Before situation (on a 2 way machine):
# time ./benchmark
real 0m30.462s
user 0m39.406s
sys 0m19.613s
notice the high system time
or with the application from bug 1541:
# ./malloc-test32 4096000 2500 4
Average : 29.745164 seconds for 2500 requests of 4096000 bytes,
134218723MB concurrent.
the top kernel profile with "benchmark" looks like this (this is after
several hours of running the benchmark in a loop)
130375 free_hot_cold_page 521.5000
132808 __pagevec_lru_add_active 567.5556
133687 thread_return 624.7056
180467 release_pages 483.8257
184343 unmap_vmas 98.1070
193584 find_vma 2081.5484
275611 __down_read_trylock 4053.1029
350792 get_page_from_freelist 363.8921
668687 __handle_mm_fault 290.9865
885636 default_idle 10543.2857
1066396 do_page_fault 568.7445
3478485 clear_page 61026.0526
8608929 total 3.7529
clear_page is by far the biggest cpu user, do_page_fault is there too as
second. The high number of page faults, which require zeroed pages, has
shown to be the issue (we've tried quite a few things on the kernel side
to see if there was a kernel stupidity, but there wasn't really, only
really small stuff that only made a really small impact in the 5%
range). I'll spare everyone here those details and skip ahead to the
final result directly:
the same benchmark run with the patch I posted:
# time ./benchmark
real 0m17.443s
user 0m34.810s
sys 0m0.012s
notice the really low system time. (it's so low that a kernel profile
isn't useful anymore).
and the 1541 program:
# ./malloc-test32 4096000 2500 4
Average : 1.662635 seconds for 2500 requests of 4096000 bytes, 134218721MB
concurrent.
(stunning difference; but repeatable so not an artifact of a fluke run)

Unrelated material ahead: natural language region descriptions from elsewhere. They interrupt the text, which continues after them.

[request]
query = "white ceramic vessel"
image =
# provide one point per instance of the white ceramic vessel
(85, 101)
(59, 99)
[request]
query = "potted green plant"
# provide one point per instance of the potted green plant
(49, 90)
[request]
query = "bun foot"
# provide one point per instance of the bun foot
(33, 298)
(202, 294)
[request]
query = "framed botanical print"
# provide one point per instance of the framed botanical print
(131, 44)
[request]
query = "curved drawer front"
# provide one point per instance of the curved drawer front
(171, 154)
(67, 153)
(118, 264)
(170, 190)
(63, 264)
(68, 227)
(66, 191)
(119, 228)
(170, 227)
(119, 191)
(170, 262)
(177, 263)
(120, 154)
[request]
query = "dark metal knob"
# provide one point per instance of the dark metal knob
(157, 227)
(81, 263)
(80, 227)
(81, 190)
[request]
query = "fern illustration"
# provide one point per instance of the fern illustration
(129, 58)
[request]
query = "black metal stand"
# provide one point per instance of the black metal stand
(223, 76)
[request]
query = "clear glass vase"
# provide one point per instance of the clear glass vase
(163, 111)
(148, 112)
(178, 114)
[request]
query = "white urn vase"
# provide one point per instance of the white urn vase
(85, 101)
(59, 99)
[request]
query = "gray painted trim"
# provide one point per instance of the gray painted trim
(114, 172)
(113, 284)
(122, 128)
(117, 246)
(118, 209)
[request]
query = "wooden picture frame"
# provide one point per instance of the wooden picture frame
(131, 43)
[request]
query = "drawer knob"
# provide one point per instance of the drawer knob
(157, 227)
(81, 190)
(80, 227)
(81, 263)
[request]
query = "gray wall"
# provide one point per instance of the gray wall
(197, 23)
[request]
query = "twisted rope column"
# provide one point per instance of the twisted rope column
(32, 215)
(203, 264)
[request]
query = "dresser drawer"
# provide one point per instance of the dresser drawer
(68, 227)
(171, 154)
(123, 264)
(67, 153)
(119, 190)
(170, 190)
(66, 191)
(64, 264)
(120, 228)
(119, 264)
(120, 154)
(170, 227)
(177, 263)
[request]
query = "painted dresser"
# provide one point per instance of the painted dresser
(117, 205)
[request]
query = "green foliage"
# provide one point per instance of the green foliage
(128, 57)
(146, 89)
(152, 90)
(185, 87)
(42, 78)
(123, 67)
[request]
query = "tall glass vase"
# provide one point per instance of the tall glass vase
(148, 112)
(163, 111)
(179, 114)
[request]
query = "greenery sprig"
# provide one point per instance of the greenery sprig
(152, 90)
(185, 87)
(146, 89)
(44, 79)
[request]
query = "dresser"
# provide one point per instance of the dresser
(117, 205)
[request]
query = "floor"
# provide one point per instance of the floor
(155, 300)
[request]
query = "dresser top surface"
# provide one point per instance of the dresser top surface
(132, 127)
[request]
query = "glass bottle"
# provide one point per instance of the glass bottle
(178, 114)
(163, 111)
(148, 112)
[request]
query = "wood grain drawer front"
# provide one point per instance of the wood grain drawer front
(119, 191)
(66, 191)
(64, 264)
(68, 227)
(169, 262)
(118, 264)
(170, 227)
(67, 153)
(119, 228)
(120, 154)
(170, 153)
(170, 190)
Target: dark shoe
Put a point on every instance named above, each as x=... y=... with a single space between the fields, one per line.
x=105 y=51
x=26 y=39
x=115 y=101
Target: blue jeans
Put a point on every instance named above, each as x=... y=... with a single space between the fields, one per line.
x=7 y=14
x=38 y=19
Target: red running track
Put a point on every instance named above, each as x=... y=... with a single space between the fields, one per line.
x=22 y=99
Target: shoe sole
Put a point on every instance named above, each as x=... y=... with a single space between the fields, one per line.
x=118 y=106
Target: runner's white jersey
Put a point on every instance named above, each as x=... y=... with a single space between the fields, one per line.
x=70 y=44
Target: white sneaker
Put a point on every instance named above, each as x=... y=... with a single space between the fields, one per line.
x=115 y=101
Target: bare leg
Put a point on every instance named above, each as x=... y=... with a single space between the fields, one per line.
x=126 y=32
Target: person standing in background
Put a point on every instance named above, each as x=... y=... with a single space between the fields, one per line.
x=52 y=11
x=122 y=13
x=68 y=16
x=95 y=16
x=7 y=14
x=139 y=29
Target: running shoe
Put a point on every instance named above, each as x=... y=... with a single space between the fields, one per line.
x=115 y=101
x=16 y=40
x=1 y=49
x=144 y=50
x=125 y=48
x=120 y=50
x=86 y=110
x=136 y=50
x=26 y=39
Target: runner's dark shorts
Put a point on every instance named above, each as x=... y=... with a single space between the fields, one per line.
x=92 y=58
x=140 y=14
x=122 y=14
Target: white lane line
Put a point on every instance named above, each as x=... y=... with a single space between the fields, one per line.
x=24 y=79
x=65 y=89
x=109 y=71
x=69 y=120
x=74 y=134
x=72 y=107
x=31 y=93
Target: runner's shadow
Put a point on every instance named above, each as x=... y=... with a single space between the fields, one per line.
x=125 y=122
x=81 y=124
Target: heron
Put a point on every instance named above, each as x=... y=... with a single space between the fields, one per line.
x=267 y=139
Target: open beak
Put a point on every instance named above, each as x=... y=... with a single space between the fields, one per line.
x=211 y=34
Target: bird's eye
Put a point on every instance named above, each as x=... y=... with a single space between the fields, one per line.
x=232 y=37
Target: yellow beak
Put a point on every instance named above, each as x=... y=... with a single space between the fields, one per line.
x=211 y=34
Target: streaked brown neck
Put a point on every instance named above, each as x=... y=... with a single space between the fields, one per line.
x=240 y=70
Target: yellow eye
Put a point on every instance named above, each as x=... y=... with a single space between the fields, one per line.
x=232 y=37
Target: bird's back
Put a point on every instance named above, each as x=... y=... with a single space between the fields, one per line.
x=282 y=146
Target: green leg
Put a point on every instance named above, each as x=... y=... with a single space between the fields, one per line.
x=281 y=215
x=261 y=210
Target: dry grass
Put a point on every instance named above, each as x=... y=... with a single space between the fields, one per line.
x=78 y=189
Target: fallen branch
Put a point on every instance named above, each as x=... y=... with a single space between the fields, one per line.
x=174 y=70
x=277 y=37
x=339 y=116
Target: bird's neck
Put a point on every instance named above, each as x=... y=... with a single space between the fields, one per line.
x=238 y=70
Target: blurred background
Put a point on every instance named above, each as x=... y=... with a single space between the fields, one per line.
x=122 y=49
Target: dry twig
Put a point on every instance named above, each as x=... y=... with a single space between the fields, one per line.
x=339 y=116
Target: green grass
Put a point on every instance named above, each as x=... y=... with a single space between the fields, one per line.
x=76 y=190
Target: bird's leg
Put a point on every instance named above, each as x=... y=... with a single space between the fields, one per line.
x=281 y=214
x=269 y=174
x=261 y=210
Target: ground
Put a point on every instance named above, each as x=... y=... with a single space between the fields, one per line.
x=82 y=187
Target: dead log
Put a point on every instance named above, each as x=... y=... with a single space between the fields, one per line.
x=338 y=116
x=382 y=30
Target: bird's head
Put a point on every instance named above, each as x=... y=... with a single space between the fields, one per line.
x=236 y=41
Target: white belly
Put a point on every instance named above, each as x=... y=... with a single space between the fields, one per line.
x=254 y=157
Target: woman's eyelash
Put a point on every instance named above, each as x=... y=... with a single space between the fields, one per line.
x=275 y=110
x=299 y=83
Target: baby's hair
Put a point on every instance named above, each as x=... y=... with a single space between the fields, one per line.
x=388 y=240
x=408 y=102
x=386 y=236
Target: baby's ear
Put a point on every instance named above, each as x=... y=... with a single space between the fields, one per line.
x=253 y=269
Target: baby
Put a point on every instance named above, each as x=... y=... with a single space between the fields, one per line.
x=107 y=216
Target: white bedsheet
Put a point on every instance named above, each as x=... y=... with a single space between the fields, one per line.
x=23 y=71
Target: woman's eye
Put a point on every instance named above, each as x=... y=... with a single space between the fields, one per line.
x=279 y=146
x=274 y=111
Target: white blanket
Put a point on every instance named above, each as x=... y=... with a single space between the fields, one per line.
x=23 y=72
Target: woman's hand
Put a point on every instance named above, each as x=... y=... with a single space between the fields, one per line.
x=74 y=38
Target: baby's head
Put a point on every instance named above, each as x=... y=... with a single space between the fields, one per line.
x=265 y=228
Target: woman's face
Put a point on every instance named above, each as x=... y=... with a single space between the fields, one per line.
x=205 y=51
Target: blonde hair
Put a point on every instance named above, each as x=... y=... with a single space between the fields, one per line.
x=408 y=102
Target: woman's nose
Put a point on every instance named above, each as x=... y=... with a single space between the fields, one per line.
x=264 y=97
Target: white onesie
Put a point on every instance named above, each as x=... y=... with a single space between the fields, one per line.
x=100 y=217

The fundamental issue is not that brk() is this more efficient than
mmap(). On the kernel side it for sure is not, it's basically the same
(there is some minor efficiencies in brk compared to mmap but those are
truely minor, again in that 5% range). The real killer difference is
that brk memory gets recycled *by glibc*, so that after the recycle, no
new pagefaults and zeroing happen.
Alternative to the patch I posted would be to create a "recycling
engine" for mmap's in glibc next to the brk recycling; however the
question then became "why not just brk". And the only answer we came up
with was "yes lets use it". Many of the reasons for chosing a small
threshold like 128Kb in 2001 are no longer the same, not for "new"
applications. I could have posted a one liner to just bump the threshold
statically, and that's a 0th order solution obviously. But the original
idea to use mmap for long lived allocations is in principle sound, so
the proposed simple heuristic is basically a 1st order way to achieve
that even for old applications (as long as they don't start freeing big
blocks of memory early).
So as summary: brk and mmap are basically equaly expensive, except for
the recycling that happens by glibc on brk areas.